What philosophers actually do on AI teams
The suggestion to hire philosophers on AI teams usually gets one of two reactions: skepticism (what would they do all day?) or caricature (they would slow everything down with abstract debates). Neither reaction is accurate in practice.
Philosophers on AI teams serve three functions that engineers are not trained for.
They interrogate the optimization target. Before an engineering sprint begins, someone should be asking: what are we optimizing for, why, who benefits, who is harmed, and what happens when the optimization conflicts with other values we hold? This is not a one-time activity. It is an ongoing practice, because the implications of an optimization target become clearer as the system interacts with the real world.

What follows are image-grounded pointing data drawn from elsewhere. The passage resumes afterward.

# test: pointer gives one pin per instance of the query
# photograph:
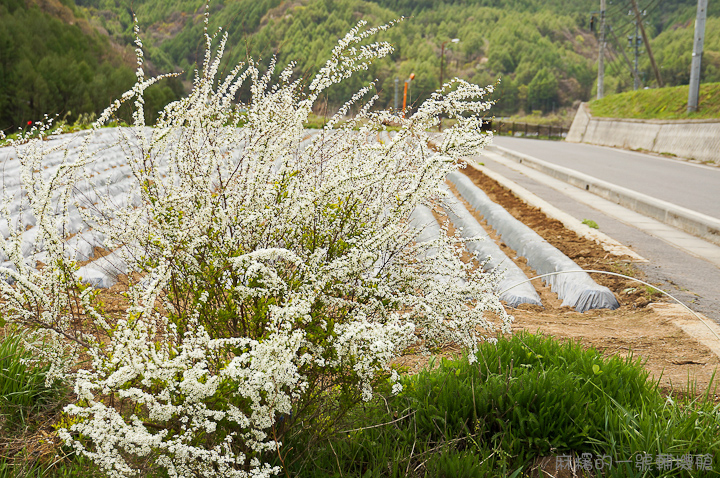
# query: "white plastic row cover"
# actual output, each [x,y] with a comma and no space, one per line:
[576,289]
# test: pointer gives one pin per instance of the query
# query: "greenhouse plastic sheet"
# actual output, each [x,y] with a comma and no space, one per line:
[491,256]
[576,289]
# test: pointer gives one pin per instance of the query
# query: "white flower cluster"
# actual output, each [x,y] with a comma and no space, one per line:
[302,242]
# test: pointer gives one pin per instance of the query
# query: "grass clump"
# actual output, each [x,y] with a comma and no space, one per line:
[661,103]
[590,223]
[22,384]
[528,397]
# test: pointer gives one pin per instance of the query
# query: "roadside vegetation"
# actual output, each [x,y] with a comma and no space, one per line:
[272,290]
[668,103]
[528,397]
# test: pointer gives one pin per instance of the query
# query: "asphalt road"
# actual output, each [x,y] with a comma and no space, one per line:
[690,185]
[691,279]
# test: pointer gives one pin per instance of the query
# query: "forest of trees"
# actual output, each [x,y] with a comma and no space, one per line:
[543,52]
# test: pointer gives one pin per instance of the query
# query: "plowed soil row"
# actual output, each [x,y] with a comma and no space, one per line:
[644,325]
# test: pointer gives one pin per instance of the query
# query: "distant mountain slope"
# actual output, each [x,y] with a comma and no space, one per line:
[543,51]
[54,61]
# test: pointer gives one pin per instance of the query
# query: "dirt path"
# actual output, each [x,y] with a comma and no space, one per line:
[644,325]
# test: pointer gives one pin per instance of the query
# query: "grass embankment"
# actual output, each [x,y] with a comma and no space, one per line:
[526,398]
[661,103]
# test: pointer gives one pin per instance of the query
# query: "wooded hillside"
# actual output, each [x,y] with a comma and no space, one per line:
[543,51]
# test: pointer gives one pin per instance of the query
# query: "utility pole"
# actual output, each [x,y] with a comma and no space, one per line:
[601,53]
[694,93]
[442,69]
[636,40]
[634,44]
[638,21]
[627,60]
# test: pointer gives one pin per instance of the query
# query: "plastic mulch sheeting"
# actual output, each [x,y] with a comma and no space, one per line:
[491,256]
[576,289]
[424,222]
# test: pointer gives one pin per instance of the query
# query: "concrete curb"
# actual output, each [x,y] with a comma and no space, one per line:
[695,223]
[697,140]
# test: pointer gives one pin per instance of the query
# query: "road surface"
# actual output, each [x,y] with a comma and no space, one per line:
[692,279]
[690,185]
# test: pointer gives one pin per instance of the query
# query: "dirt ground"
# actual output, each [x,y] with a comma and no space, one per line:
[646,325]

They reason about edge cases that are value-laden, not just technical. Engineers think about edge cases in terms of input distributions — what happens when the input is null, out of range, or adversarial. Philosophers think about edge cases in terms of values — what happens when the model’s recommendation conflicts with a user’s autonomy, when the model’s definition of “fair” conflicts with a community’s definition, when the model’s accuracy is high overall but low for a specific population. These are the edge cases that cause public backlash, regulatory scrutiny, and genuine harm.
They translate between technical and ethical reasoning. Most AI ethics discussions fail because they happen in either purely technical or purely ethical language. Engineers discuss fairness metrics. Ethicists discuss justice. Neither group can connect their framework to the other’s. People trained in both traditions bridge this gap, making the ethical concerns concrete enough for engineering decisions and the engineering constraints visible enough for ethical reasoning.

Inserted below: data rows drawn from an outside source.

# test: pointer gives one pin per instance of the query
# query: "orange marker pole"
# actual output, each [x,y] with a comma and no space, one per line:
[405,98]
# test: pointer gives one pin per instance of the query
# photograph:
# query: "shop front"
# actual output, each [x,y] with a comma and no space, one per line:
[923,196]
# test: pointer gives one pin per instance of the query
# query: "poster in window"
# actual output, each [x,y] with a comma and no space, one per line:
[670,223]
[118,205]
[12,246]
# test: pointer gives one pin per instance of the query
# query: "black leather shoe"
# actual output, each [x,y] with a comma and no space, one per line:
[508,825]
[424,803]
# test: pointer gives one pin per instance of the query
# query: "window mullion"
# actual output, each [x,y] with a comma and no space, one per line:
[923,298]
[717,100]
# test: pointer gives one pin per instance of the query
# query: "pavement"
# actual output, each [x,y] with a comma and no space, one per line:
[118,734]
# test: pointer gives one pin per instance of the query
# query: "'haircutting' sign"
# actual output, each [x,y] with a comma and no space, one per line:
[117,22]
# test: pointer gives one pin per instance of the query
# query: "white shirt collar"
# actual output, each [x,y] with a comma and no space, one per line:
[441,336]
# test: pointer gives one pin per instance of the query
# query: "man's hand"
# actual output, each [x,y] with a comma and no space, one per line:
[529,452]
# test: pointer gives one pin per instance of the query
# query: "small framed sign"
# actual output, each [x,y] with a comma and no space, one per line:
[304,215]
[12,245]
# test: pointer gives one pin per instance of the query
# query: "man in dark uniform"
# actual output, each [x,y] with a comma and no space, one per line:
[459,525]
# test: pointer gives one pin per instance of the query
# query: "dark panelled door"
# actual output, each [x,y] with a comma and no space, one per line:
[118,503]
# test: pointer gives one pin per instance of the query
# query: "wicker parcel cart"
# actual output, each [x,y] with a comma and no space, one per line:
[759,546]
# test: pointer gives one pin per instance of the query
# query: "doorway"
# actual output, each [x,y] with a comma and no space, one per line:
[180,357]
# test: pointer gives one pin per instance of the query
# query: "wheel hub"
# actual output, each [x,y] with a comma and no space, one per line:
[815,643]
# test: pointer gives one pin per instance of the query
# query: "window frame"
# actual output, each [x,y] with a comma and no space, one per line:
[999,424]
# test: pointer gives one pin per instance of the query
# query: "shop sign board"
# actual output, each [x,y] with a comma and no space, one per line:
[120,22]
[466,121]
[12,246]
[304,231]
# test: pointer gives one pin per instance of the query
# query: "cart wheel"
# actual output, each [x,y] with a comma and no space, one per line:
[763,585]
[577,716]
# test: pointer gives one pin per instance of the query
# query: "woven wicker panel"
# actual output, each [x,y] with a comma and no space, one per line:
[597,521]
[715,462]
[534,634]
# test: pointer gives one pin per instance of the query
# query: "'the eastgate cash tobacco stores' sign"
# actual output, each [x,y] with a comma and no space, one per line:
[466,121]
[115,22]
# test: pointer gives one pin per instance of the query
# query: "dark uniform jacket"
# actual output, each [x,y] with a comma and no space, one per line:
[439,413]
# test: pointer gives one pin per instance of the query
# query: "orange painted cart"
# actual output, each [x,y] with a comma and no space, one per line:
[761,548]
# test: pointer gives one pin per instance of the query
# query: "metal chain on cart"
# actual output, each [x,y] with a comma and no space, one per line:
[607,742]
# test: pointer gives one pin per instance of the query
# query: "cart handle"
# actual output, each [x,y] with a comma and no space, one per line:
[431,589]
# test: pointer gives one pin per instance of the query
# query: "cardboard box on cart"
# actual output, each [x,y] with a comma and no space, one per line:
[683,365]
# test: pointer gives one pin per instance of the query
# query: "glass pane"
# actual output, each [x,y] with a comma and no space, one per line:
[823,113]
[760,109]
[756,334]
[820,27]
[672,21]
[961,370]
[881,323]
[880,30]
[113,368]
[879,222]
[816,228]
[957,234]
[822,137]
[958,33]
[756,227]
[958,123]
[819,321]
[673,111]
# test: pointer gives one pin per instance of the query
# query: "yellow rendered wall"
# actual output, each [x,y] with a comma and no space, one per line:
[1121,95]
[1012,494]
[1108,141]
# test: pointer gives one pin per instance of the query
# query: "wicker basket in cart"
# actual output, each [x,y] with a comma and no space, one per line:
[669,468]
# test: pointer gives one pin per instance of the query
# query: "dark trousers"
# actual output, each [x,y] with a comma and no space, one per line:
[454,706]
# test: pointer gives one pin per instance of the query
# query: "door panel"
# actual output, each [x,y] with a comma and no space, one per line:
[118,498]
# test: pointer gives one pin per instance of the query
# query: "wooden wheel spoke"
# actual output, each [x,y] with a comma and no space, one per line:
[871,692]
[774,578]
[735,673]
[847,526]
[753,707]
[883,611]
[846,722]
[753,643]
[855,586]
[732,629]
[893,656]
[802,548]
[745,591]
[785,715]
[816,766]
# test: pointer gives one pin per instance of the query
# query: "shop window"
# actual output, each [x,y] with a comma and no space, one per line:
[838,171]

The counterargument and its limits
The strongest counterargument is practical: AI teams are already expensive, and adding non-engineering roles increases cost without increasing output. This argument assumes that output is measured in model accuracy or feature velocity. If output is measured in the quality of the systems that reach production — including their safety, fairness, and alignment with human values — then the investment in non-engineering roles is not a cost increase. It is a risk reduction.
The second counterargument is that engineers can learn the relevant ethical reasoning without hiring specialists. This is partially true. Some engineers develop strong ethical reasoning skills through self-study or professional development. But asking engineers to acquire expertise in philosophy, on top of their engineering expertise, is no more reasonable than asking philosophers to acquire expertise in distributed systems. Specialization exists for a reason.
The hiring signal
When I evaluate whether an AI team is taking the “should” questions seriously, I look at the team composition. If the team is entirely engineers and product managers, the optimization target was almost certainly chosen for technical convenience or business metrics without rigorous interrogation of its broader implications. If the team includes people trained in ethics, social science, or philosophy — not as consultants or reviewers, but as full team members with decision-making authority — there is a reasonable chance that the system’s values were considered alongside its accuracy.
The provocation: if your AI team has ten engineers and no one who has read Rawls, Sen, or Nussbaum, you are building a system that optimizes for a target that was never rigorously examined. The target might be fine. But you do not know that, and your engineering training does not equip you to evaluate it.